Starting From Scratch In ETFs

August 28, 2017

[This article appears in our September 2017 issue of ETF Report.]

Active managers want a piece of the massive inflows into the ETF industry, especially since flows to mutual funds and other actively managed accounts continue to dwindle.

And they’re using smart beta to secure a toehold in the industry. Although the style may be called “smart beta,” the active manager strategies vary, and they’re promoting their approaches as a way to stand out.

Institutional Quality
Firms like Goldman Sachs Asset Management (GSAM) and J.P. Morgan designed their ETFs using the same propriety research that goes into their institutional products. Jillian DelSignore, head of ETF distribution for J.P. Morgan, says their ETFs “democratize” access to investments like hedge fund strategies, making it available to all types of investors.

J.P. Morgan’s ETFs were developed based on research by Yazann Romahi, chief investment officer of beta strategies at the firm.

“The Diversified Return Equity ETFs are multifactor plus—meaning we’re not only doing factor-based investing, but diversifying risk at the sector and regional level,” she said, noting the funds’ total assets under management (AUM) just surpassed $2 billion.

Others are applying in-house active management strategies with an ETF wrapper. Patrick O’Connor, global head of ETFs at Franklin Templeton, said it’s using a multifactor approach, but use 50% quality and 30% value, with 10% each on momentum and low volatility. Most multifactor ETF issuers equal-weight the exposure to the different factors.

It’s how they would pick stocks as active managers, O’Connor said: “We just systematized it in our multifactor products.
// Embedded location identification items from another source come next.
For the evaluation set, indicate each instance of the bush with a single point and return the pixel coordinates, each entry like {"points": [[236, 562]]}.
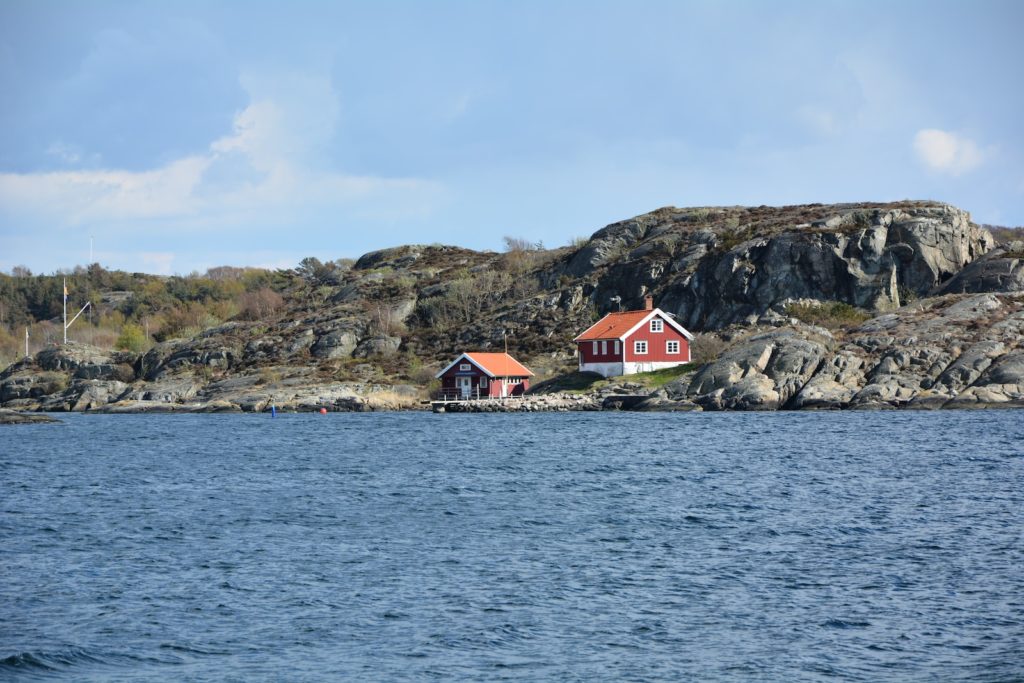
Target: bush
{"points": [[707, 347], [132, 339], [259, 304], [830, 314]]}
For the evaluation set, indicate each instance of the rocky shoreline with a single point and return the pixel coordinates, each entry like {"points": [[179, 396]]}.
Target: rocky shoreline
{"points": [[938, 322]]}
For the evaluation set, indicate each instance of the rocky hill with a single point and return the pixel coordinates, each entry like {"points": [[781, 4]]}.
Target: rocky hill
{"points": [[932, 316]]}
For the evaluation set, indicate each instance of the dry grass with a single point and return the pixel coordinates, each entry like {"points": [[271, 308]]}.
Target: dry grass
{"points": [[828, 314], [392, 400]]}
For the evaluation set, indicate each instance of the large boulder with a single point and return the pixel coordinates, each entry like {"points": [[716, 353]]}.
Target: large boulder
{"points": [[999, 270], [337, 344], [763, 372], [377, 346]]}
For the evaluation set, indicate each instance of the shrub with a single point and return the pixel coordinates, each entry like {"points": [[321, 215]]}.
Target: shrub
{"points": [[830, 314], [132, 338], [260, 304]]}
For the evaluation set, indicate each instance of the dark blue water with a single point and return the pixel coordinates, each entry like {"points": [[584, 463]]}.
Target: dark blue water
{"points": [[780, 547]]}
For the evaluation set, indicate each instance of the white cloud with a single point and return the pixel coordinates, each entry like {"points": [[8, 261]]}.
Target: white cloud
{"points": [[269, 161], [947, 153], [158, 262]]}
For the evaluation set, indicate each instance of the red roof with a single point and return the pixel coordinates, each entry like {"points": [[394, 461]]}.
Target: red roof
{"points": [[613, 326], [499, 365]]}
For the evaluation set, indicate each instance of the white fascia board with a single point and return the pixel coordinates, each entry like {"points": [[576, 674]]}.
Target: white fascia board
{"points": [[665, 316], [460, 359]]}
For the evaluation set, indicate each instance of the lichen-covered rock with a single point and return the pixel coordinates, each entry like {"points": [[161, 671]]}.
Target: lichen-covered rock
{"points": [[337, 344], [760, 373], [999, 270], [377, 346]]}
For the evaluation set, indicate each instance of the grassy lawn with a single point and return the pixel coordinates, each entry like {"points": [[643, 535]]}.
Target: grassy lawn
{"points": [[586, 382]]}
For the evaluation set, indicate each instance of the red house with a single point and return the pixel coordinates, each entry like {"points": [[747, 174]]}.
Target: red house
{"points": [[479, 375], [633, 341]]}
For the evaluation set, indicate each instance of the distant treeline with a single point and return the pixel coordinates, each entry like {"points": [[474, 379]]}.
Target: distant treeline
{"points": [[130, 309]]}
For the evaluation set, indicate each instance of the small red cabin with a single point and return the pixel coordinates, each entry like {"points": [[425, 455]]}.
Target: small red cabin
{"points": [[633, 341], [480, 375]]}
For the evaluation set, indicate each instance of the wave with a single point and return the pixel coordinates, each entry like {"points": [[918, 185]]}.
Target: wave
{"points": [[56, 662], [41, 662]]}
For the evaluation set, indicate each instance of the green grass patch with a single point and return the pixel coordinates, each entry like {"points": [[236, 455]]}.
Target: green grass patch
{"points": [[578, 382], [658, 378]]}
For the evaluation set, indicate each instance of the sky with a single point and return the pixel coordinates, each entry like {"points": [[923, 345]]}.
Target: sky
{"points": [[171, 137]]}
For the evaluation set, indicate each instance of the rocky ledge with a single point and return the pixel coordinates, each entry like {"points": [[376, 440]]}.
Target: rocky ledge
{"points": [[15, 418]]}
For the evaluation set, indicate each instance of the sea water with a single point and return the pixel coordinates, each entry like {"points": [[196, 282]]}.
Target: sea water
{"points": [[780, 547]]}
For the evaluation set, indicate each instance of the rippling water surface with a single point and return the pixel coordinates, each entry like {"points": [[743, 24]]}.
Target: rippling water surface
{"points": [[853, 546]]}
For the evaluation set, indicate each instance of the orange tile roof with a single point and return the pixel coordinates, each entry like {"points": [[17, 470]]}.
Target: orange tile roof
{"points": [[499, 365], [613, 326]]}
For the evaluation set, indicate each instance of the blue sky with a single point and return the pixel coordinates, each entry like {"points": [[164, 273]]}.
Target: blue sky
{"points": [[183, 135]]}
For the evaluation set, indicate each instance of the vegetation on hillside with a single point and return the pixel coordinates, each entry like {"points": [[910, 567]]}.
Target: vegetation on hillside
{"points": [[129, 310]]}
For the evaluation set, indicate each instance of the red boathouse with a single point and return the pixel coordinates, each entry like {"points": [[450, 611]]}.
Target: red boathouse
{"points": [[480, 375], [633, 341]]}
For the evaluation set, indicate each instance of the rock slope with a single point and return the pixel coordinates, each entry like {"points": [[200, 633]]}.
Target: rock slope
{"points": [[945, 332]]}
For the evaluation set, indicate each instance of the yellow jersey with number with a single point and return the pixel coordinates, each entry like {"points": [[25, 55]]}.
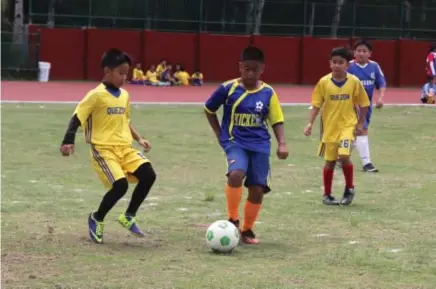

They are no weighting schemes like that in the U.S. or anywhere.”

Franklin’s multifactor Liberty Shares ETFs just celebrated a one-year anniversary, although its first ETF was the Franklin Liberty Short Duration U.S. Government ETF (FTSD), which launched in 2013. Its AUM is now almost $800 million.

Paul Kim, managing director, ETF strategy at Principal Global Investors, whose firm launched its ETFs in 2015 and has $1 billion in AUM, says it takes “very much a practitioner’s perspective” on smart beta.

“We don’t take off-the-shelf indices; we’re not doing simple rules such as equal weights. We’re basically looking at factors that we would look at from a fundamental research perspective and trying to put them into indices,” he said.